SCHLESWIGER NACHRICHTEN

 

Künstler blicken auf die Schlei

13. Februar 2012 | 06:19 Uhr | Von jsr

Neues Galerieprojekt thematisiert die Stexwiger Enge

Borgwedel. "Künstler interpretieren markante Orte an der Schlei" - die Galeristen Mechthild Wichmann-Kramp und Helmut Klein von der "Galerie Stexwig" wollen mit sieben schleswig-holsteinischen Künstlern ein neues Projekt starten. Sie werden knapp eine Woche lang gemeinsam in Stexwig kreativ und künstlerisch arbeiten. Mitmachen werden die Künstler Otto Beckmann, Monika Rathlev, Anja Pletowski, Otto Neumeister, Ruprecht Leiß, Falko Behrendt und Helmut Klein selbst.

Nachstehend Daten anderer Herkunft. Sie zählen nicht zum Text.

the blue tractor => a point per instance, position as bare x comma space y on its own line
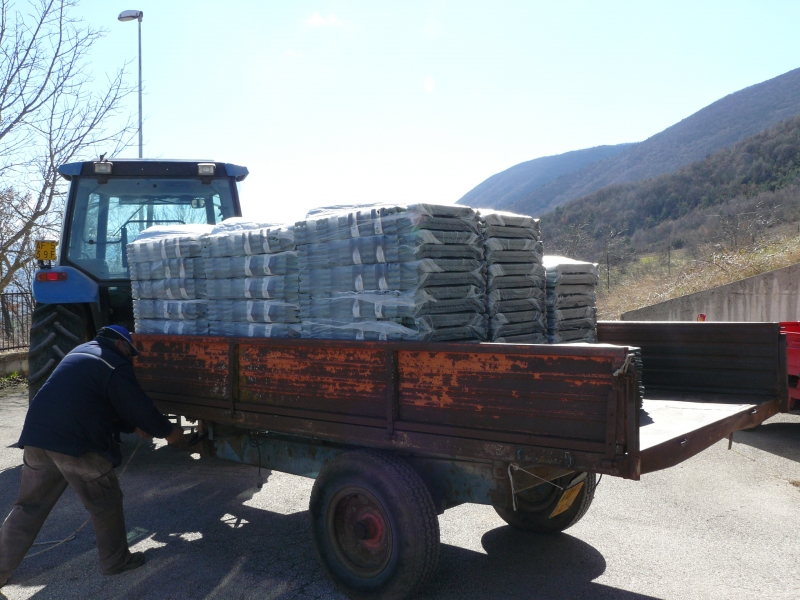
86, 285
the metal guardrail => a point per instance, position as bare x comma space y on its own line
15, 320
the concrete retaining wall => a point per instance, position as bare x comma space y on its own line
769, 297
14, 361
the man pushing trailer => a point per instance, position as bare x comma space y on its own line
69, 439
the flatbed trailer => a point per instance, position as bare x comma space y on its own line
395, 433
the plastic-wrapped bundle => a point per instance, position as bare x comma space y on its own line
564, 300
378, 249
277, 287
530, 338
571, 300
172, 327
390, 304
561, 270
162, 242
445, 320
505, 250
253, 311
169, 289
516, 278
260, 265
332, 329
573, 336
342, 223
497, 330
181, 268
265, 330
580, 312
244, 241
169, 309
520, 305
415, 275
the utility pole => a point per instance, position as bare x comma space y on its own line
138, 15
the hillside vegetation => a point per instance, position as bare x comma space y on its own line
506, 188
716, 126
652, 279
730, 198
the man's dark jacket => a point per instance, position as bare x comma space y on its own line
92, 394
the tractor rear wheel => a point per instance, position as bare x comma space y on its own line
55, 330
374, 526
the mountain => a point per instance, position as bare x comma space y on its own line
716, 126
520, 180
730, 196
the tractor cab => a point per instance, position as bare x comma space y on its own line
110, 203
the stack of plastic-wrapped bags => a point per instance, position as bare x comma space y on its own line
168, 280
516, 278
252, 280
382, 272
571, 300
392, 273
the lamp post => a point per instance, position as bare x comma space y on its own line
130, 15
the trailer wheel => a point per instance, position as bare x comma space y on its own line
535, 505
55, 330
374, 525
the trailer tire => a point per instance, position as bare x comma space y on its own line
55, 330
534, 506
374, 526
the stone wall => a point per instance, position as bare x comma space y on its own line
769, 297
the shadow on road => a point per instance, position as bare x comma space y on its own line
202, 539
523, 565
780, 439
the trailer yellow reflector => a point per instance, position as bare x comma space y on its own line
567, 499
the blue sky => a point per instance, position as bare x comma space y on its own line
346, 101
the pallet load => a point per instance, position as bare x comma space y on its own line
251, 275
515, 295
392, 273
168, 280
571, 300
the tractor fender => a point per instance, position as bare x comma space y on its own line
76, 288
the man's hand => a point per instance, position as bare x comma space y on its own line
176, 438
143, 434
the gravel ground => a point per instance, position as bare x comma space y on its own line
720, 525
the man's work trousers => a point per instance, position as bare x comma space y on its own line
45, 476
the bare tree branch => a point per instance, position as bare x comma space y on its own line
51, 112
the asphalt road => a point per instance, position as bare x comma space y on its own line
724, 524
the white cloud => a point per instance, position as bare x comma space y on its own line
432, 28
317, 20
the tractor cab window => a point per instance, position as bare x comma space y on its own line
108, 216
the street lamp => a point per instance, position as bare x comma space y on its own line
130, 15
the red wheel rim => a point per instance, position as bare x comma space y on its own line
360, 532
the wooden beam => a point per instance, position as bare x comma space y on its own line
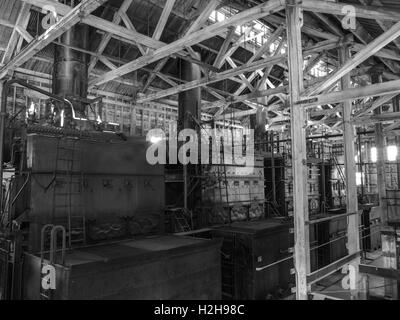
376, 104
374, 90
204, 15
329, 24
199, 20
211, 79
225, 45
65, 23
189, 40
368, 12
163, 19
257, 65
388, 273
294, 20
24, 14
105, 40
353, 233
385, 25
360, 57
129, 36
363, 35
274, 36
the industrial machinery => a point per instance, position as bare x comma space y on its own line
82, 211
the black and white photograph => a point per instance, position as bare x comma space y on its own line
199, 158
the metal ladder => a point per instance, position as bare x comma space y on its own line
340, 171
52, 259
67, 196
180, 220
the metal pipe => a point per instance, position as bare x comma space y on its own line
3, 116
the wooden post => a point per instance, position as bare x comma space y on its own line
389, 252
294, 19
133, 120
353, 235
376, 77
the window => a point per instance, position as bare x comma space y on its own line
374, 154
358, 178
392, 153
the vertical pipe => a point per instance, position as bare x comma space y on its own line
294, 19
353, 234
376, 77
3, 115
396, 108
189, 108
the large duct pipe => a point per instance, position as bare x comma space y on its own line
70, 74
189, 101
189, 113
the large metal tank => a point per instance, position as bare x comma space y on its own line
70, 73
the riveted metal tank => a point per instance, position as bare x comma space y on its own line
70, 73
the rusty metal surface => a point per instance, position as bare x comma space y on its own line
165, 267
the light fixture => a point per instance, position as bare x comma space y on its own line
374, 154
155, 140
391, 153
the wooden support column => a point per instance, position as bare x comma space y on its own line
396, 108
294, 19
353, 235
376, 77
133, 120
389, 252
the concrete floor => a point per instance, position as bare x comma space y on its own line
331, 286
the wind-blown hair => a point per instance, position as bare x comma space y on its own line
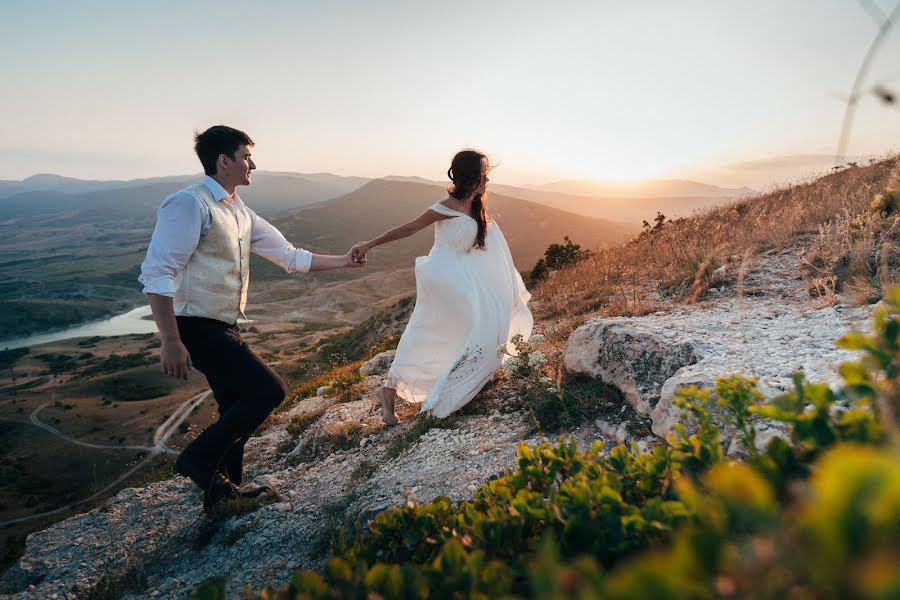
218, 140
467, 171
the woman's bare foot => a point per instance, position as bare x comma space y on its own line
386, 397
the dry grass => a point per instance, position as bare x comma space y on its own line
681, 259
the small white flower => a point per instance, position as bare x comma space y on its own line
510, 365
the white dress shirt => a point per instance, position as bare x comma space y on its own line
181, 221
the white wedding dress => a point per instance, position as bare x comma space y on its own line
468, 303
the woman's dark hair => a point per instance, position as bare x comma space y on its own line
218, 140
466, 171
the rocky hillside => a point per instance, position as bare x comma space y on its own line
332, 462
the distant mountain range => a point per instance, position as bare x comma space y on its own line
529, 227
275, 192
662, 188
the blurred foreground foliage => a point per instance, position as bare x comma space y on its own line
814, 514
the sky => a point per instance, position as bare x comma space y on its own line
725, 92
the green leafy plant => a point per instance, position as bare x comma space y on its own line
813, 516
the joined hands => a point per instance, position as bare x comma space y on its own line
358, 253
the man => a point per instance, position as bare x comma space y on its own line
195, 277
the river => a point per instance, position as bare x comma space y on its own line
133, 321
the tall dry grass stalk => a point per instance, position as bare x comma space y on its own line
682, 258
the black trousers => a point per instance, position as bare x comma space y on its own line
245, 388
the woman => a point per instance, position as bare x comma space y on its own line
470, 299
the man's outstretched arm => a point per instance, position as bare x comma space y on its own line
268, 242
327, 262
174, 358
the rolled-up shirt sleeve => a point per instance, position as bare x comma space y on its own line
271, 244
175, 237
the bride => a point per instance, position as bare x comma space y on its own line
470, 299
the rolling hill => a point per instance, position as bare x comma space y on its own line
529, 227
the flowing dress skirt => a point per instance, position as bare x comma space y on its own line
468, 303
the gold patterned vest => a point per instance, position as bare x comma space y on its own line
214, 281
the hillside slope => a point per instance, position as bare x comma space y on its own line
336, 225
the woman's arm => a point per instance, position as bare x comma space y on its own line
398, 233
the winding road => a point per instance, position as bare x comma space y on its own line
160, 438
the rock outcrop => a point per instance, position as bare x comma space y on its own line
769, 335
331, 461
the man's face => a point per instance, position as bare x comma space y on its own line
238, 168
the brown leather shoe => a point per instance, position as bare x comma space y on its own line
218, 493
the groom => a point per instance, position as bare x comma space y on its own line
195, 277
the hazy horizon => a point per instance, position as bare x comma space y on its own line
723, 94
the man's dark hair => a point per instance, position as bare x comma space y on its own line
218, 140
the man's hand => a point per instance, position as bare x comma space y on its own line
355, 260
174, 359
359, 251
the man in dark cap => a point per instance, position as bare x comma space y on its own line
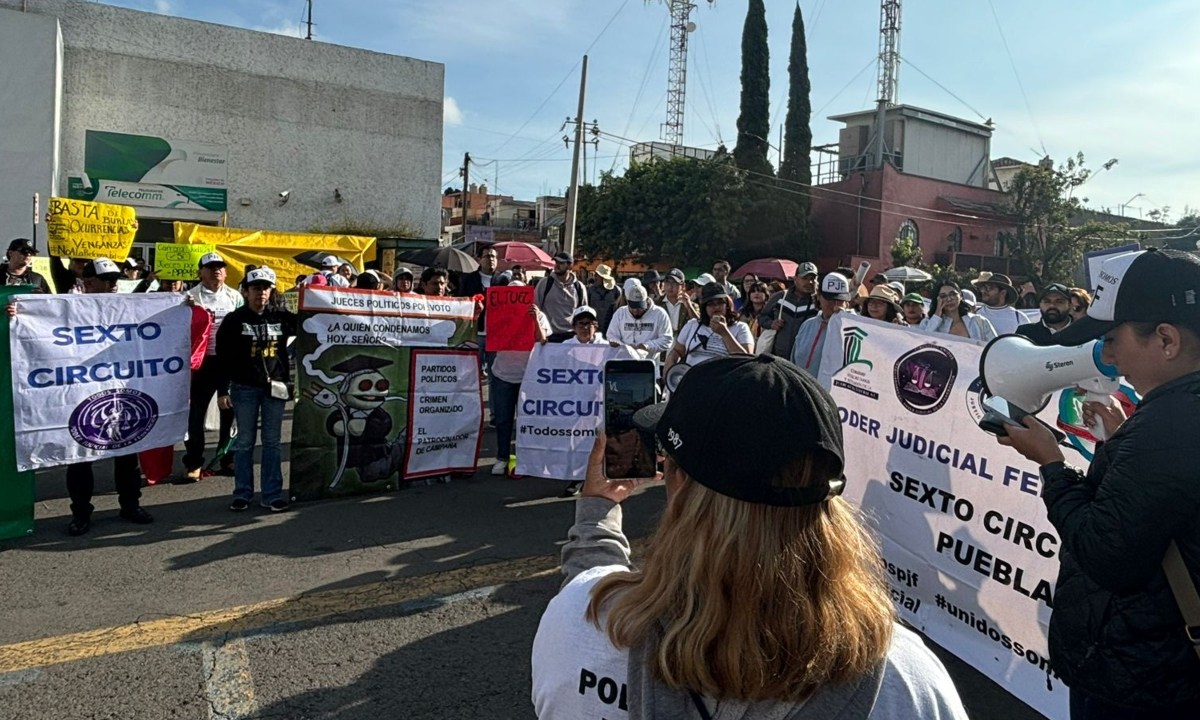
558, 294
359, 420
1055, 305
255, 384
17, 269
996, 299
652, 280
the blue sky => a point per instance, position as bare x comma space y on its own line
1110, 78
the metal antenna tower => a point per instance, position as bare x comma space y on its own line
889, 73
677, 71
889, 51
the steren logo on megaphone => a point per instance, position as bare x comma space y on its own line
1059, 365
1011, 367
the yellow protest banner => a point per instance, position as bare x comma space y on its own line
279, 251
85, 229
179, 262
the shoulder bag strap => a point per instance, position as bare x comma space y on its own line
1186, 594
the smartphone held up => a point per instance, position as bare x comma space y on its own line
629, 385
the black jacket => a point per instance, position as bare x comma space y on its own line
29, 277
1037, 333
1116, 630
252, 348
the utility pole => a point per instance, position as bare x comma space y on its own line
573, 193
466, 191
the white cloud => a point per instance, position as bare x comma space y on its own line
450, 112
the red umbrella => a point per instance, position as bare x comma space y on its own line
522, 253
767, 268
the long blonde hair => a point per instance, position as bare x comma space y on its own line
754, 601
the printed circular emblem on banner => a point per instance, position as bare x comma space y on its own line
113, 419
924, 378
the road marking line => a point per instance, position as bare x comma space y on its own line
246, 618
228, 684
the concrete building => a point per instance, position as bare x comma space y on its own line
197, 121
933, 189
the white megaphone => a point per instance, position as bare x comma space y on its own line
1027, 375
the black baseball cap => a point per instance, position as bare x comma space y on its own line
23, 245
792, 413
1055, 288
1147, 286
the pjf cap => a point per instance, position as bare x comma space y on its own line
102, 268
835, 287
807, 269
211, 258
763, 391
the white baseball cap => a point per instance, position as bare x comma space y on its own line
261, 275
835, 287
211, 258
636, 297
583, 310
102, 268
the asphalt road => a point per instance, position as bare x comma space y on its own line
417, 604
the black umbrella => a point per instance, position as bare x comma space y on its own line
439, 257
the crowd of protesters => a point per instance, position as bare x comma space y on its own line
1137, 659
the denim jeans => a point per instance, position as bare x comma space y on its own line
249, 405
504, 411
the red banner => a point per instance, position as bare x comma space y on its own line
509, 323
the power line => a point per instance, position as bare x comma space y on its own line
1020, 85
947, 90
565, 77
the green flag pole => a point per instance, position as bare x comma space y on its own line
16, 489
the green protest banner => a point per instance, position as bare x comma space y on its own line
387, 389
179, 262
16, 489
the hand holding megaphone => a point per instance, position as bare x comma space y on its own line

Das verbindende Element ist die Stexwiger Enge, die schmale Verbindung zwischen der Großen und der Kleinen Breite der Schlei, wo die Wikinger einst ein Seesperrwerk errichteten, das Teil des geplanten Unesco-Weltkulturerbes Danewerk-Haithabu ist. Nicht nur der landschaftlich reizvolle Ort mit seiner Geschichte soll als Ins piration dienen, sondern auch die Auseinandersetzung mit dem Thema "Enge". Als Ziele des Projektes nennt Mechthild Wichmann-Kramp unter anderem, die Region Schlei unter Kunstinteressierten und Kunstsammlern bekannter zu machen, Freunde des Wassersports, der Archäologie oder der Geographie an die Kunst he ranzuführen und nicht zuletzt die Künstler einem breiten Publikum bekannt zu machen.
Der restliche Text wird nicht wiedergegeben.